De alguma forma elas nos ultrapassaram e eu grito para as meninas: “Chega, não posso mais”. “Ninguém sabe o que ocorre. Isto vai acabar em tragédia”. Ainda estou pensando que o pior que pode acontecer seria um acidente de trânsito gigantesco. Disse: “Eu vou parar o carro e nós vamos descer e se proteger embaixo da ponte”.

Parei no acostamento, e saímos do carro para respirar por instantes.


Ifat já tinha começado a andar em direção a ponte, a uns 50 metros do carro, e os foguetes ainda estavam sobre nós o tempo todo. Estávamos certo que o perigo vinha apenas dos céus nesta fase. Com este pensamento, compreendi que iríamos ficar embaixo da ponte por um certo tempo, então movimentei o carro para que ficasse longe da estrada para não atrapalhar a passagem.


Não imaginava que a distância entre ficar calmo e fazer uma idiotice era tão pequena.

Terminei de estacionar, Tamar organizou algumas coisas para levar conosco, incluindo água. Fomos muito responsáveis. Com certeza as crianças vão precisar beber, pensou nosso cérebro maternal.

Descemos para debaixo da ponte e acendemos um cigarro em comum.
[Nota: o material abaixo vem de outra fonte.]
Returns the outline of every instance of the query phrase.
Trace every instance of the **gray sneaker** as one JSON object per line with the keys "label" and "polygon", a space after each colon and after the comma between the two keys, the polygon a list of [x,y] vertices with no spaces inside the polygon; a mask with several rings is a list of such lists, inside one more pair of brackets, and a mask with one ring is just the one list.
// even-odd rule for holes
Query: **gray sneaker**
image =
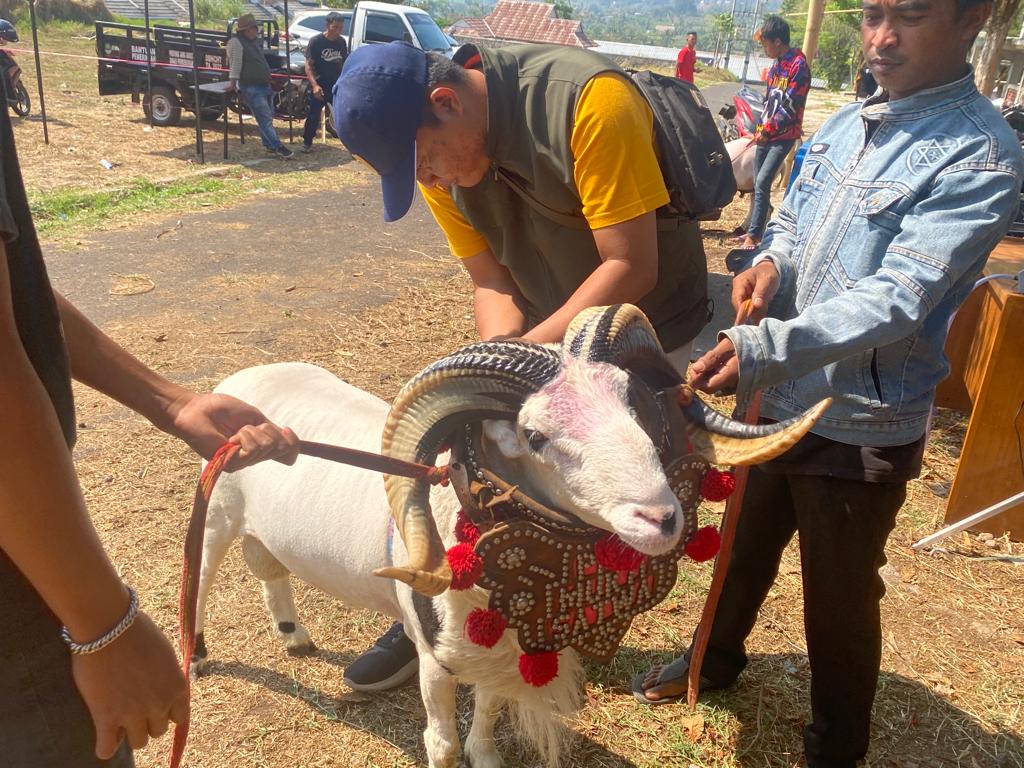
{"label": "gray sneaker", "polygon": [[283,157],[285,160],[291,160],[292,156],[295,154],[290,149],[288,149],[288,147],[286,147],[284,144],[275,149],[274,152],[275,154],[278,154],[281,157]]}
{"label": "gray sneaker", "polygon": [[299,147],[299,152],[301,152],[304,155],[308,155],[312,151],[313,151],[313,145],[312,144],[303,144],[301,147]]}
{"label": "gray sneaker", "polygon": [[416,646],[405,635],[405,628],[391,625],[366,653],[345,669],[344,680],[356,691],[387,691],[406,682],[419,668]]}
Outro grupo que nos pareceu com a mesma média alta de idade nos sugeriu “Continuar com a festa”. Recusamos educadamente, nossos cérebros já estavam sobrecarregados.


Durante todo o tempo, jovens correm de todas as direções. Não compreendo o porquê desta histeria, os foguetes logo irão acabar.

Passei o cigarro para a Tamar, olhei-a nos olhos, e ela nos meus, e gritamos sem voz WHAT THE FUCKKK??? uma para a outra.

Então escutamos que existem terroristas ao redor. O que? Quantos? 50 metros de nós, disse alguém.

E a segurança do alto nos manda entrar nos carros e viajar para o leste.


"Os terroristas estão ao nosso lado, longe, com certeza somente um ou dois. Não imaginava que existiam tantos grupos de terroristas."

Então entrei sem vontade no carro, e continuamos com o comboio pelos campos, para o leste. Viajamos algo que parecia como um quilómetro, quando de novo vimos que o comboio retornava. Paramos no lugar. Não compreendíamos para onde tínhamos que viajar. Saímos do carro para ver o que acontecia ao redor, e de repente escutamos tiros ao nosso redor.

Imediatamente voltamos ao carro e começamos a viajar. Já não importava se era no caminho ou não, viajamos.

Ifat, atrás de mim, chorava “Vá, vá, eles estão atrás de nós”.


Viajei o mais rápido que podia, olhando apenas para frente.Somente para frente. Para frente vai nos salvar. De repente vejo em um pequeno monte à minha frente, que pessoas estão correndo pelos campos. Porque estão correndo? Porque estão sem os carros? Os terroristas estão ao nosso lado, longe, com certeza somente um ou dois. Não imaginava que existiam tantos grupos de terroristas.

Enquanto viajamos, de repente, um jovem pulou sobre a gente, abriu a porta do carro e gritamos para ele “Entre, entre”. Junto com ele, outros dois, talvez três. Continuamos viajando. Atrás de mim, todos estavam histéricos, chorando e gritando, e eu apenas olhando para frente. Não para trás, de nenhuma forma, não para trás.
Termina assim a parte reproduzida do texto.